7yo Chloë lives locked up in her house with her father, who tells her that if she goes out the bad guys will kill her. There’s definitely something odd going on because Mr Snowcone’s ice cream van keeps coming around and tempting her outside. Is her father right? Why is he teaching her to be normal? Why is he bleeding from the eye? Is she really in danger or is she the scary one? It’s fun finding out.
Freaks begins as intimate sci-fi that draws you into its multi-layered plot before exploding into an imaginative and exciting action thriller. You might even want to watch it twice to see what you missed first time around.
As usual it’s best to avoid the Cinema Paradiso review and the trailer, which gives away some of the novel special effects that work so well as surprises in the film itself. Instead, watch the informative Xtras on the DVD and learn about topics such as ‘shortsighting the frame’ for extra impact.
Keeps you guessing about what's really going on, and why the little girl has to stay in the house with her father and never go out. I don't think I've seen Emile Hirsch in a film before, and it struck me how much he looks like a slimmer version of Jack Black. Great acting from all the cast and a really different story. I was glued to the screen till the end. Can't recommend this film enough.
A sci-fi/horror amalgam. Works very well. Acting top level and plot clever and twisting. A young girl is kept house bound. It turns out there is danger in the outside world. Her mother is imprisoned and the truth of this is a revelation to the child. She wants to experience the outside world putting her family in danger. Cue a tightly directed conflict with neighbours and law and order institutions, but why? Entertaining, engaging and exciting; the plot thickens and the full scenario is gradually prised open. Well worth a watch, much recommended.
The kind of movie Cronenberg would make, so I cannot recommend it more than that.
Not all superhero films need to have the most lavish of special effects or the biggest of budgets to be a compelling picture. Freaks make the biggest case for this, presenting a story of great surprise and unique characters amid the prolific superhero format. For a film with a woman soaring through the skies and featuring a time bubble, it’s the simpler scenes that pack the biggest punch into this shockingly compelling drama with sci-fi dressing.
The reveal is slow to make the discovery of such superpowers all the more intriguing. We’re first introduced to the little girl Chloe Lewis (Lexy Kolker) inside her home and mostly see the film through her perspective. She lives alone with her father Henry (Emile Hirsch), who tells her that her mother is dead and that she cannot ever go outside. With the film’s warm tone and claustrophobic setting, the vibe seems to suggest something dystopian or post-apocalyptic going on outside. Something weird is certainly going on, especially with an ice cream truck constantly outside.

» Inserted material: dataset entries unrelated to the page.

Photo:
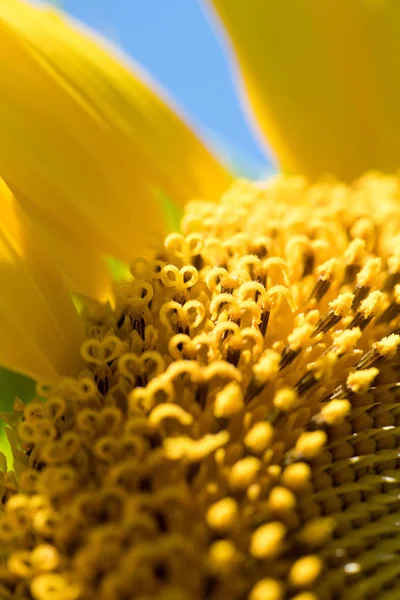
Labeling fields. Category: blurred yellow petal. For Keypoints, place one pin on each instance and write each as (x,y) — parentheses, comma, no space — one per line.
(323,80)
(40,331)
(87,141)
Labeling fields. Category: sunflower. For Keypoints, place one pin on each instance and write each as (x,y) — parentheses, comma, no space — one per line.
(223,423)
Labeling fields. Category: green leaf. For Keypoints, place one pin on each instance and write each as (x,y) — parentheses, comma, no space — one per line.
(12,385)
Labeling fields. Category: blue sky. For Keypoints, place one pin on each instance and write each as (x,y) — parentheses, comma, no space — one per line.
(174,41)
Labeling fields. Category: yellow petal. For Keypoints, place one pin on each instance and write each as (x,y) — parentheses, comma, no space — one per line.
(87,141)
(323,80)
(40,331)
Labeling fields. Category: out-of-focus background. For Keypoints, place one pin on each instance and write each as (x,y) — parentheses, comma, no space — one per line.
(176,43)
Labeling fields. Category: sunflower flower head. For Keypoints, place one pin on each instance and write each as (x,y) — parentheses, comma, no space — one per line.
(234,432)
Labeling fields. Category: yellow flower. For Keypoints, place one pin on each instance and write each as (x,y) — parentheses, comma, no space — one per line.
(322,79)
(233,428)
(40,331)
(88,146)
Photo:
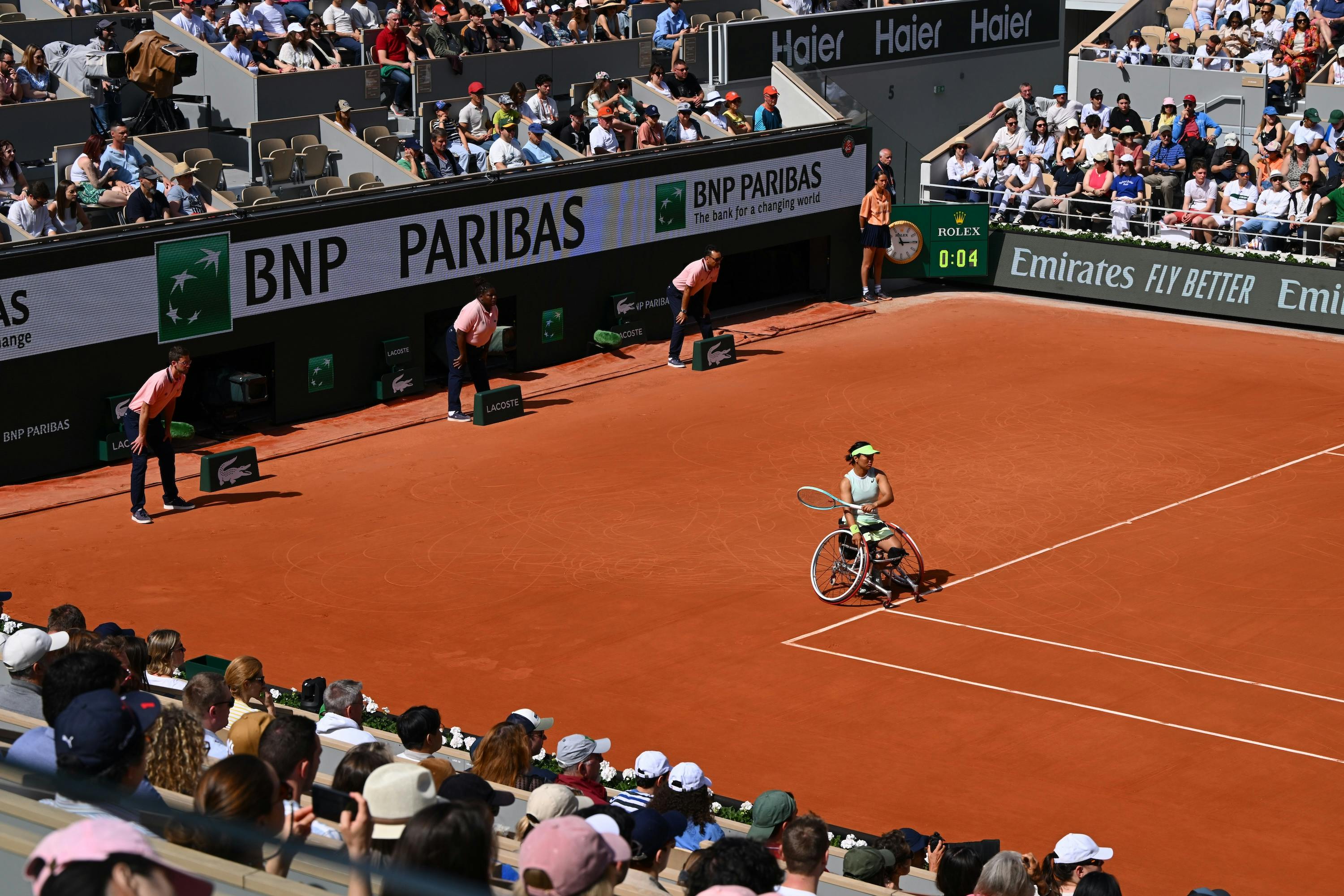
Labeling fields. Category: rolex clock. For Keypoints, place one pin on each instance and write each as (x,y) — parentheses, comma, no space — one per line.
(906,242)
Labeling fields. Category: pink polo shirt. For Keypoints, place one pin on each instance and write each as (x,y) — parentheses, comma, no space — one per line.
(156,393)
(697,276)
(478,323)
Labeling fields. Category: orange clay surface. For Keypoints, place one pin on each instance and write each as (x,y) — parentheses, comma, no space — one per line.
(631,559)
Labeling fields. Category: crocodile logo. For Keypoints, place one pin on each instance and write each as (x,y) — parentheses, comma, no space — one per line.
(229,473)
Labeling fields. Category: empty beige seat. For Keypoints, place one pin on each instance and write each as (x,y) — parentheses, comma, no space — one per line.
(253,194)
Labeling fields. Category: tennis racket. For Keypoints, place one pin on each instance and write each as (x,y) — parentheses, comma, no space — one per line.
(820,500)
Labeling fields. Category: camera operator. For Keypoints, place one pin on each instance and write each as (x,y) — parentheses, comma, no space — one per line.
(105,92)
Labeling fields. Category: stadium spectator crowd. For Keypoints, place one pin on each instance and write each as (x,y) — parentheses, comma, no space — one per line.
(1174,174)
(111,750)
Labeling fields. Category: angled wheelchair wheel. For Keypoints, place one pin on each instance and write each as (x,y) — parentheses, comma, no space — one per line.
(839,567)
(906,574)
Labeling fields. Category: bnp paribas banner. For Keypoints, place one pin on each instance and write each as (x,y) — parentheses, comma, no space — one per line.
(1249,288)
(201,285)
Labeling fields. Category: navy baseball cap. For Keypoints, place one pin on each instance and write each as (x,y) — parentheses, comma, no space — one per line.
(97,728)
(652,832)
(914,839)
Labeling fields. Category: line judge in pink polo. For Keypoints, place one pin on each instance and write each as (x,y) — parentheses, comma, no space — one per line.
(468,343)
(689,299)
(147,425)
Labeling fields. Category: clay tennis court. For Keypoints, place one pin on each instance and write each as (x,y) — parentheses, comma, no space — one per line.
(631,559)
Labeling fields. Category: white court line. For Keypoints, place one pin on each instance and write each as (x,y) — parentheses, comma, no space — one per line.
(1070,703)
(1113,526)
(1121,656)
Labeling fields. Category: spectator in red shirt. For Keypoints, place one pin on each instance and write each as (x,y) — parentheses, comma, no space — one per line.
(582,761)
(390,50)
(147,424)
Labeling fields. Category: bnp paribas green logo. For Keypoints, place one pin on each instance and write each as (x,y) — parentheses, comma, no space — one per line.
(670,201)
(193,279)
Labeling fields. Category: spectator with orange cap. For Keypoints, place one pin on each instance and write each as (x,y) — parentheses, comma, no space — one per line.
(738,123)
(768,113)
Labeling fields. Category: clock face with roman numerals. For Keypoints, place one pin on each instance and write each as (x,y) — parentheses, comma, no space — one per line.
(906,242)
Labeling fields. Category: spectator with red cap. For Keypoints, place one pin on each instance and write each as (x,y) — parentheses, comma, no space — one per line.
(738,123)
(768,113)
(90,856)
(390,52)
(475,131)
(568,857)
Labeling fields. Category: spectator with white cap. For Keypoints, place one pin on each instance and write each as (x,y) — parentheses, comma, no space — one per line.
(1128,193)
(1074,857)
(771,814)
(345,716)
(105,856)
(687,792)
(652,843)
(714,111)
(566,857)
(581,757)
(1226,159)
(26,663)
(394,793)
(550,801)
(1061,111)
(1069,186)
(1271,221)
(1199,207)
(651,771)
(685,128)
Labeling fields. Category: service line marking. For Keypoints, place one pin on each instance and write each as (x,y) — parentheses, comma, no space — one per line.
(1332,449)
(1121,656)
(1069,703)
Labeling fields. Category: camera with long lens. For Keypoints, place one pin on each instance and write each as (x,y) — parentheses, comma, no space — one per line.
(983,849)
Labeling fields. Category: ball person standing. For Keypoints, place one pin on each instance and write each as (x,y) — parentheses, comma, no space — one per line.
(468,345)
(874,222)
(689,299)
(147,425)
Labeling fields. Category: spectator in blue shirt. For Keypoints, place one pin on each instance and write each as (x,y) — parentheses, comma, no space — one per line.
(123,156)
(671,27)
(1167,168)
(237,52)
(537,150)
(768,115)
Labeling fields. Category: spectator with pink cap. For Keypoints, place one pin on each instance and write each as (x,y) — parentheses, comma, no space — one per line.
(105,856)
(687,792)
(568,857)
(1074,857)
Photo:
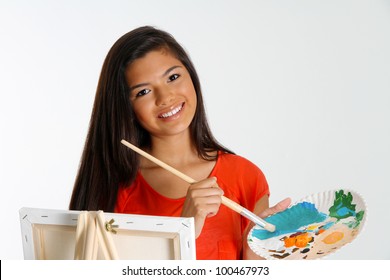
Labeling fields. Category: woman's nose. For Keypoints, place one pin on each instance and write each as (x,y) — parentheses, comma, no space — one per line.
(164,96)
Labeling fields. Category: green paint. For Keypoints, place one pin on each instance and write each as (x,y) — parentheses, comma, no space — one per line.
(343,208)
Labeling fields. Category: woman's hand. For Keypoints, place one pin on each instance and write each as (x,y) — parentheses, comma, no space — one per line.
(203,200)
(263,211)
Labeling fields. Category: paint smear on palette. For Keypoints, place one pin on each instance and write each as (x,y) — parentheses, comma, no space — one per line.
(303,232)
(305,213)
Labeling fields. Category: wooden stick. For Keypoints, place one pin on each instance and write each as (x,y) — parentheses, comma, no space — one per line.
(225,201)
(105,239)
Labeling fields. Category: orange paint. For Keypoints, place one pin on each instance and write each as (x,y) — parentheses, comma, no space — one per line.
(333,237)
(289,242)
(302,240)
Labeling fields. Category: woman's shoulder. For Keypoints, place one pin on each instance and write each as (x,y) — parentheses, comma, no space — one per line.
(236,162)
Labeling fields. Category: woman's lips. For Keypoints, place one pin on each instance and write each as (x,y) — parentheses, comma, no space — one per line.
(172,112)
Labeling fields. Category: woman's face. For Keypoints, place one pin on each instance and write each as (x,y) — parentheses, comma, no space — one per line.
(162,93)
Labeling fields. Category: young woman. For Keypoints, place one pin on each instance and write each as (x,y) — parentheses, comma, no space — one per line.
(149,94)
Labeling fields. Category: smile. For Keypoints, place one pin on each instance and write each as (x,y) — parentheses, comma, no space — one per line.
(171,113)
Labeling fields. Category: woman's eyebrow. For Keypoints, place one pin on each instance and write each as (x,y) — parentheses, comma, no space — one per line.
(163,75)
(170,69)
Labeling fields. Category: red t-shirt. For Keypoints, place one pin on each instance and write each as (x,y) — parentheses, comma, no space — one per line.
(221,236)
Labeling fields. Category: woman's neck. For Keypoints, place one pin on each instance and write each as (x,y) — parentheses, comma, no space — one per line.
(175,150)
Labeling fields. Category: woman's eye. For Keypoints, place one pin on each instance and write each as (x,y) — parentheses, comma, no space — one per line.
(173,77)
(142,92)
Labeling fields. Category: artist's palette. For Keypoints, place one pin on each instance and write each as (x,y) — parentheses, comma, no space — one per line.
(311,228)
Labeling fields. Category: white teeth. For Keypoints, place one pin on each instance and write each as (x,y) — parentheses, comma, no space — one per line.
(171,113)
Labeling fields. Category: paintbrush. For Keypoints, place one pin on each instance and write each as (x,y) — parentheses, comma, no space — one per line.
(225,201)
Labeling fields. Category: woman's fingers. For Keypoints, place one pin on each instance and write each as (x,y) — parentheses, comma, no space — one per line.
(203,200)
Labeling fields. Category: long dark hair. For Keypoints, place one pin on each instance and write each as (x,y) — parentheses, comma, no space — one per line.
(106,164)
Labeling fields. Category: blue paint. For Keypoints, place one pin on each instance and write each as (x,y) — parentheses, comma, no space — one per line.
(291,219)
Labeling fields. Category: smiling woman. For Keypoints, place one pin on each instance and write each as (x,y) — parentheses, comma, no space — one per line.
(149,94)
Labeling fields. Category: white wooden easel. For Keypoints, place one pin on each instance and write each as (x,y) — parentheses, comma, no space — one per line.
(93,233)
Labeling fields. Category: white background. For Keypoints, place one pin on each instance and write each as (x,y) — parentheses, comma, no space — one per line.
(300,88)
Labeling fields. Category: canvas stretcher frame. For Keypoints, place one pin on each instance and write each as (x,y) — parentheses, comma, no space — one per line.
(51,234)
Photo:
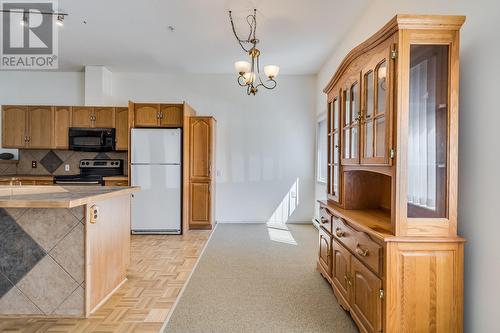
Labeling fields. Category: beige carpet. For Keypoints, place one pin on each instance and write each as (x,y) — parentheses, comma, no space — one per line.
(253,278)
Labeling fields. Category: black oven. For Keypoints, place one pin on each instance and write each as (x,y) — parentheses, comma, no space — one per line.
(92,139)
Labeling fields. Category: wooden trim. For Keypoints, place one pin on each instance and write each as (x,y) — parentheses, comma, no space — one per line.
(398,22)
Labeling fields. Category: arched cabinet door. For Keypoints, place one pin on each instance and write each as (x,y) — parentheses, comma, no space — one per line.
(376,115)
(366,301)
(201,148)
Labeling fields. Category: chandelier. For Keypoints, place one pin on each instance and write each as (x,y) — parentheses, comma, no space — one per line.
(249,71)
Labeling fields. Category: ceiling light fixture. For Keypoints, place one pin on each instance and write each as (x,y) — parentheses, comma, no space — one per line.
(249,72)
(60,20)
(24,21)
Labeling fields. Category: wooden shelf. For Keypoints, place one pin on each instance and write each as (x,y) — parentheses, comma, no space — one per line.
(376,222)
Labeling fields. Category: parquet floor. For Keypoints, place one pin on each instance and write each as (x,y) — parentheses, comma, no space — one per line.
(160,266)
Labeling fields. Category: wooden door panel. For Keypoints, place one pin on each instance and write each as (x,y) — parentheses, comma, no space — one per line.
(200,203)
(41,127)
(121,116)
(81,116)
(366,304)
(62,122)
(146,115)
(201,148)
(340,274)
(171,115)
(104,117)
(325,251)
(14,131)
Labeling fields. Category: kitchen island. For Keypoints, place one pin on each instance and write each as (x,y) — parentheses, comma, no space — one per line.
(63,250)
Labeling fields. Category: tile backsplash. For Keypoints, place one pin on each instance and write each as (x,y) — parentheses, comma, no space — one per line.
(52,162)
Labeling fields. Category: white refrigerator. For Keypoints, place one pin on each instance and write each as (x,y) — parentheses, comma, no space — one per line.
(156,168)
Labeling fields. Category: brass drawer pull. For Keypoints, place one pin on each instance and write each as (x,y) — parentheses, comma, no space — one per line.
(361,252)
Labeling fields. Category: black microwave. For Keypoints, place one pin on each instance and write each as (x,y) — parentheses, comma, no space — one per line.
(92,139)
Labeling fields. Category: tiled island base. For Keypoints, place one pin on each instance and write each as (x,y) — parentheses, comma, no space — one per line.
(42,261)
(63,250)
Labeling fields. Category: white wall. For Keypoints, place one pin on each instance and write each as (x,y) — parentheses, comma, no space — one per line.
(264,142)
(479,159)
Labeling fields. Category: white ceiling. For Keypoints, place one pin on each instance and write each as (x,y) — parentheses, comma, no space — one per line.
(133,35)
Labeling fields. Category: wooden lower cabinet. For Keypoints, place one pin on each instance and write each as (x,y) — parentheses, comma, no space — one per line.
(325,251)
(366,297)
(201,172)
(340,276)
(201,210)
(417,287)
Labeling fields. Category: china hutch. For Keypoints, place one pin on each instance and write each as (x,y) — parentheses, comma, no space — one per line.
(388,242)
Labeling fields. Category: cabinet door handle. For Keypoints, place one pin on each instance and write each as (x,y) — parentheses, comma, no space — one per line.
(361,252)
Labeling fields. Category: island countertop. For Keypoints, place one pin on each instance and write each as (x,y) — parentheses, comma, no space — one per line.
(58,196)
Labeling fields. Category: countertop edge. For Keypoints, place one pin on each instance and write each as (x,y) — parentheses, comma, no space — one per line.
(67,203)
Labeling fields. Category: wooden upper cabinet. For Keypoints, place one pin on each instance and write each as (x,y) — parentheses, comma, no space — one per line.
(366,300)
(82,116)
(201,147)
(171,115)
(62,123)
(40,127)
(351,119)
(334,149)
(14,121)
(103,117)
(377,108)
(14,131)
(147,115)
(121,123)
(201,207)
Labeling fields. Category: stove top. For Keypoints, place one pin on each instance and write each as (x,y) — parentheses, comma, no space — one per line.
(92,172)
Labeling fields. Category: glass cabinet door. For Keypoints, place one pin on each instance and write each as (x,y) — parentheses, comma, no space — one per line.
(428,131)
(351,121)
(334,149)
(376,114)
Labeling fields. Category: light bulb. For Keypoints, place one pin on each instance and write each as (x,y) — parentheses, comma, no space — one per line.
(242,67)
(60,20)
(249,77)
(271,71)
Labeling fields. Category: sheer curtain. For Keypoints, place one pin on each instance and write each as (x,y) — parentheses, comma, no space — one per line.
(422,135)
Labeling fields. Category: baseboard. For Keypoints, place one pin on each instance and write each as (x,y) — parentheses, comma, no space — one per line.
(264,222)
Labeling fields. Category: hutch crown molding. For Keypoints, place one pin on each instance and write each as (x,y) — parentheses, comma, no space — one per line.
(388,240)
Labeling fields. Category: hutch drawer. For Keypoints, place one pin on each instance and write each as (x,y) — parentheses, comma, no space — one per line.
(360,244)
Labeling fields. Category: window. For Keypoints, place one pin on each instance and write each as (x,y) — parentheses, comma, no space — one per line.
(322,151)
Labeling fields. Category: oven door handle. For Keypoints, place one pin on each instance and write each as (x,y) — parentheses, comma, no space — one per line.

This film has the perfect building of subversion. When Chloe finds the house easier to leave after her dad passes out, she ventures outside and converses with the truck driver, Mr. Snowcone (Bruce Dern). He invites her into the back of his truck and right away the audience assumes the worst. But just when we think we have this film figured out, something more stranger occurs as we and Chloe soon learn the truth. We learn who the good guys and the bad guys are. We learn what’s going on with the people who are bleeding from their eyes. But, most importantly, we learn about why Henry was so desperate to keep Chloe hidden.
I don’t want to reveal to much just to keep the twists a secret as they’re a wonder to discover. What I can say is that the film does dig down deep into the heart of how a family can drift apart but ultimately needs to come together when facing a terrifying threat. All of this is told through a story that embraces such wild concepts of mind control, time slowing, invisibility, and flight. The very theme harkens to X-Men, one of acceptance and not being afraid of who you are. More importantly, it makes its message clear that one cannot stay in hiding forever and needs to face their fears. Even if one of those fears is Grace Park playing a dangerous agent who wants people like Chloe dead.
The performances here are fantastic, especially when so many characters are expected to be more in on the situation than Chloe. Hirsch puts in a great deal of desperation and sadness for trying to do the right thing for his daughter, even at the cost of his own life. Dern gives a fantastic performance of a man also trying to do the right thing but struggling to make his plans come out in just the right way. Kolker perfectly embodies that conflicted soul of a girl who just wants love but may be afraid to seek it out. All of them are in top form that requires much of their talent to serve in place of special effects which are by no means bad but certainly not the highlight.
Freaks is that perfect example of a film you can turn to when someone decries that superhero films are all the same and have nothing interesting to offer. It presents an X-Men that could’ve been, one that embraces its allegory hard and never relents in making it stick hard. Few superhero movies, even low-budget ones, ever reach such heights as this film.